This tutorial shows how to use the DataWorks and StarRocks product portfolio for big data development and analysis. A user profile analysis case study walks you through the capabilities of the Data Integration, Data Development, and Operation Center modules in DataWorks.
Case study introduction
This case study demonstrates how to obtain basic profile data from user behavior on a website to improve business strategies. This data, which includes geographical and social attributes, is used to perform scheduled profile analysis. This analysis enables fine-grained website traffic operations. You can use the DataWorks and EMR Serverless StarRocks product portfolio to perform data synchronization, data transformation, data management, and data consumption.
Read Experiment introduction to familiarize yourself with the entire process of a user profile analysis case. This ensures that you can complete this tutorial.
Data development platform
This tutorial uses the DataWorks legacy Data Development (DataStudio) platform. Ensure that your workspace is not set to Using The New Data Development (Data Studio).
When you create a workspace, do not select the Use The New Data Development (DataStudio) option.
After February 18, 2025, the new version of Data Studio is enabled by default when you use an Alibaba Cloud account to enable DataWorks and create a workspace for the first time in the following regions. If the new version of Data Studio is already enabled by default for your account, see Use the new version of Data Studio.
China (Hangzhou), China (Shanghai), China (Beijing), China (Zhangjiakou), China (Ulanqab), China (Shenzhen), China (Chengdu), China (Hong Kong), Japan (Tokyo), Singapore, Malaysia (Kuala Lumpur), Indonesia (Jakarta), Thailand (Bangkok), Germany (Frankfurt), UK (London), US (Silicon Valley), US (Virginia)
Procedure
Create the StarRocks instance and DataWorks workspace required for this tutorial, and complete the related resource group network configuration.
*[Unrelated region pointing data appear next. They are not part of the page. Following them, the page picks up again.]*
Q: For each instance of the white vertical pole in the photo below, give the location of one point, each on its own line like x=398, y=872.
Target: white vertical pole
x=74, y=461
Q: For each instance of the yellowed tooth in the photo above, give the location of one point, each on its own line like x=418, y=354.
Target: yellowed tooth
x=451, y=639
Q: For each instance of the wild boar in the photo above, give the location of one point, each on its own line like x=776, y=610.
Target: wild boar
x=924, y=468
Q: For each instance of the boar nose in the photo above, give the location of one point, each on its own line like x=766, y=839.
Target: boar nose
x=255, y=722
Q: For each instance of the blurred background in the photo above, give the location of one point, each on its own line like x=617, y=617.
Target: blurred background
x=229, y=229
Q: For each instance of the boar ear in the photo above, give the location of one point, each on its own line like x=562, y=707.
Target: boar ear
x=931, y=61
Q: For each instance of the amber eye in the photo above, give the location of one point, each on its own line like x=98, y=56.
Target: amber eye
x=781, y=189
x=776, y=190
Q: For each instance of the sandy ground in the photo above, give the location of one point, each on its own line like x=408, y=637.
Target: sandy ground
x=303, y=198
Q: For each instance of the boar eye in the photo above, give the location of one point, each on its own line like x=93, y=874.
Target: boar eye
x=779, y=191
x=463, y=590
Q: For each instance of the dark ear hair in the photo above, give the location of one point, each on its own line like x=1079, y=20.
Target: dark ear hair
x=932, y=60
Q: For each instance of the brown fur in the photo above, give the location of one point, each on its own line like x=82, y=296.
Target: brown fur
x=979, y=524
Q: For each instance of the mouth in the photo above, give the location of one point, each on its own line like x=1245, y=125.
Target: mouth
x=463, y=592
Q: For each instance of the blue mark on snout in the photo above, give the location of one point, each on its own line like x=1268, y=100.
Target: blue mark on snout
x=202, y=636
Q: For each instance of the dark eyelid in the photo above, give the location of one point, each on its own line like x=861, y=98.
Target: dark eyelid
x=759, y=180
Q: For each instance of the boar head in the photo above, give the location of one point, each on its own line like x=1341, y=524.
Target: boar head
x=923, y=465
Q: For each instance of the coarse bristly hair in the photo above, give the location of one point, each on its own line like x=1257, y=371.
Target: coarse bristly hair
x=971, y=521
Configure a data synchronization channel in DataWorks to synchronize the user information and website log data provided in this tutorial to the StarRocks computing resource. Then, you can query the synchronized data.
Use the StarRocks node in DataWorks to transform the data in the user information table and the access log table that were synchronized to StarRocks. This process generates the target user profile data.
Configure data quality monitoring rules for the tables generated from data transformation. This helps you detect and block dirty data in advance and prevent its impact from spreading.
After the user profile analysis task workflow is complete, the corresponding data tables are created in StarRocks. You can view the generated data tables and their lineage in the Data Map module.
Consume data
After the user profile analysis is complete, use the DataAnalysis module to visualize the transformed data. This helps you quickly extract key information and gain insights into business trends.
After you obtain the final transformed data, use the DataService Studio module to share and apply the data through a standard API-based data service. This provides data to other business modules that use APIs.